Die Bedeutung der Zivilisation (2)

Vom Gemüsemann über die Russische Revolution  zu den Freunden. Zweiter Teil einer zivilsierten Serie von Lord Harald Nicolas Stazol

1Da ist die friedliche Szene bei meinem Gemüsemann, der zu den höflichsten, sich ständig verbeugenden Menschen, den ich kenne, gehört, und bei dem ich Kredit habe sogar, wie auch bei der Apotheke am Siemersplatz, meinem Platz – den ich tatsächlich als klar und schön empfinde, auch wenn die Promenade nun wirklich nicht mit der Avenue d’Anglaises mithalten kann oder der Fifth Avenue. Jedenfalls: Wenn ich gewisse Pillen nicht habe oder das Privatrezept nicht parat oder dessen Begleichung nicht leisten kann für einen Moment, werden sie mir sofort ausgehändigt. In Lokstedt ist ein Wort ein Wort. In Eppendorf nicht und auch nicht in Harvestehude. Womöglich in Rissen, woher mein wunderschöner Schauspieljunge herkommt, auch von ihm wird noch zu sprechen sein – er ist einer der Zivilisiertesten, die ich kenne und von außerordentlicher Zivilcourage.

 

Nun, wir waren beim Gemüse, der kleine Mann  rät zu einem P-Konto: „Als Selbständiger muss man haben!“, braucht zwei Stunden des Aufbaus der Äpfelkisten und der Mandarinentragen und der Tulpen, alles vom hiesigen Erzeuger, Altes Land, Schleswig Holstein – mit der Hilfe des Vorbesitzers, einem noch familienreicheren Inder, den ich noch immer mit „Good morning, Sir“ grüße, worauf er „You look like an actor” entgegnet, wenn ich meines Vaters Borsalino trage, aber auch väterlich besorgt sagt: „You had a Champagne breakfast.“ – „No, my breakfast was Champagne.“

 

Das fordert Zivilcourage, und ich darf 62 FB-likes vermelden, als ich poste, ich hätte einen Besoffenen, der zwei voluminöse, buntgewandte Nigerianerinnen im vorletzten 5er Bus anging – ich sah nur noch rote Leukozyten vor mir -, im preußischen Oberbefehlshaber-Ton derart aus dem Felde geschlagen, dass der Busfahrer nur ins Mikro sagte: „Genau so!“. Einer der stolzesten Momente meines Lebens.

 

Aber wir wollten ja vom zivilen Ungehorsam sprechen. „Sorgen machte ich mir erst, als das Brot ausging“, sagte mir damals, beim Aufruhr in Bangkok, mein wunderschönes Model, die große Liebe meines Lebens – irgendeine idiotische Bookerin von LOUISA hatte ihn mitten in einen Bürgerkrieg entsandt. „Die Mall, in der ich letztens noch fotografierte, da ging ne Bombe hoch ne Woche später.“ Voll der Sorge verbriet ich 1000 Euro Telefonkosten und hing vor CNN, sah, wie der zweite Vorsitzende des demokratischen, aber auch gewaltsamen Aufstandes in einem Schwellenland, nein, einem der Tigerländer, von Snipern vom Rednerpult geschossen wurde, betete um der Muse Sicherheit und hatte wilde Träume von den Communarden auf brennenden Barrikaden an den Champs Elysées.

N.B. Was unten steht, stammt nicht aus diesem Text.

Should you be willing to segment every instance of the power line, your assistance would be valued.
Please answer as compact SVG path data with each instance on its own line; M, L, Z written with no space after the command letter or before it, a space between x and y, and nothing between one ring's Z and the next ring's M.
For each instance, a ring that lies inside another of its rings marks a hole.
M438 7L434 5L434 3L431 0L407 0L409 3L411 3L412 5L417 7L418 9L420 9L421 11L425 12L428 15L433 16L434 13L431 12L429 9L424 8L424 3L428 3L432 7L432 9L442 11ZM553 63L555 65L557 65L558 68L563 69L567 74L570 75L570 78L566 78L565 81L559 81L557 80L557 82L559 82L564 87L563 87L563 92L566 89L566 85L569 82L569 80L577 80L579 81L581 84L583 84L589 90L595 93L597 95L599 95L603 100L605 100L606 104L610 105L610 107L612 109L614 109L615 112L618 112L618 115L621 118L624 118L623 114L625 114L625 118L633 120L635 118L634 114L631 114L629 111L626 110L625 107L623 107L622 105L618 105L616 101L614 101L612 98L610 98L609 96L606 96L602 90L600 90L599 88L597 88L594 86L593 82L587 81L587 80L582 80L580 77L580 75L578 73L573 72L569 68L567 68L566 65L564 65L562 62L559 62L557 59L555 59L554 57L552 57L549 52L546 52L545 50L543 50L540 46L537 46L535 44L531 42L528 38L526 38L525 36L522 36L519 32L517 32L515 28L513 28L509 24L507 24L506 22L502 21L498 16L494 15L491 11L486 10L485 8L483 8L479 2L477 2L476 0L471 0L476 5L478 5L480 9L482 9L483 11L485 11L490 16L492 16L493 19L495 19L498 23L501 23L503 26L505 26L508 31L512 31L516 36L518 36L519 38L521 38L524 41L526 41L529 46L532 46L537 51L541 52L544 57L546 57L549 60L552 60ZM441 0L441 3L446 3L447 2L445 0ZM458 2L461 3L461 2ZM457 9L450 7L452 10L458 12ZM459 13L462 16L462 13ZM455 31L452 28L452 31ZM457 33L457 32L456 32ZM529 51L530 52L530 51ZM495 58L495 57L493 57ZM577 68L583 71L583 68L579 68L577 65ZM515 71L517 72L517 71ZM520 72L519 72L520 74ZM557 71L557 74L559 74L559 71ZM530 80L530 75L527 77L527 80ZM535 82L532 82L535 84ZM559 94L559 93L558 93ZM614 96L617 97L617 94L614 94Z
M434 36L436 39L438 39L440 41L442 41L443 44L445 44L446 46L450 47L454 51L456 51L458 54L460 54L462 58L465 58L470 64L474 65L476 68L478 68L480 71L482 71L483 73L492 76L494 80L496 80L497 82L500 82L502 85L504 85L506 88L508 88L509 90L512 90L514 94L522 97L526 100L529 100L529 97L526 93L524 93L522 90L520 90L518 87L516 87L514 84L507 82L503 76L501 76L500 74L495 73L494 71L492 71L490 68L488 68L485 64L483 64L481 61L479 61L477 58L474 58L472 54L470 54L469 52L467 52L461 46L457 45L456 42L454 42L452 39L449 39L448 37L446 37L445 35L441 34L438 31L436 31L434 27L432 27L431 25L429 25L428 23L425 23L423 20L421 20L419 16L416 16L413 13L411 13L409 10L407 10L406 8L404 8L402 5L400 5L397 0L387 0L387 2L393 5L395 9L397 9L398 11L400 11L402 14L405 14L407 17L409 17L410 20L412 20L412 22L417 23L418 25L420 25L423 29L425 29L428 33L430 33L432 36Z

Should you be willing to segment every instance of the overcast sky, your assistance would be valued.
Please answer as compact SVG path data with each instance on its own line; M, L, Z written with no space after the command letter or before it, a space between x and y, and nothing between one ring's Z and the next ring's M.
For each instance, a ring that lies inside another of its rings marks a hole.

Die Russische Revolution ist übrigens auch die Folge eines Verkehrsnetzes bzw. einer Kreuzung in Petersburg. Eine Frauendemonstration für das Wahlrecht traf mit der Arbeiterpartei aufeinander. Der dort entstehende Druck musste einfach explodieren.

Da ist mein Vater, der im tiefbayrischen, ehemals vollends braunen Ingolstadt maßlos sich erzürnt, nein, entrüstet, als fünf Polizisten in der Innenstadt einen randalierenden Türken – ich weiss allerdings nicht mehr, ob mit einem Messer bewaffnet –  mit gezogener Pistole verfolgen.

Der junge Manager, der mir in der ersten Klasse bei Würzburg einen mich anpöbelnden, besoffenen Fahrgast vom Leibe hält, der meinen Ton nicht leiden kann, während der andere ihn leiden kann, einfach schon, dass er da sitzt, verschafft mir Trost.

Da sind die gesitteten Abendessen im Kreise der Freunde, eines Parfumexperten, eines Chefkochs, eines Agenturbesitzers, eines Vorstandsvorsitzenden und eines armen Literaten, der dort seine Essays vorlesen kann bei Thunfisch und d´Yquem, „Sushiqualität“ wird dann gerne gesagt, manchmal laden wir uns einen Musiker ein – und immer wieder machen wir uns bewusst, „das wir zu einem Milliardstel der Bevölkerung“ gehören. Zivilisation.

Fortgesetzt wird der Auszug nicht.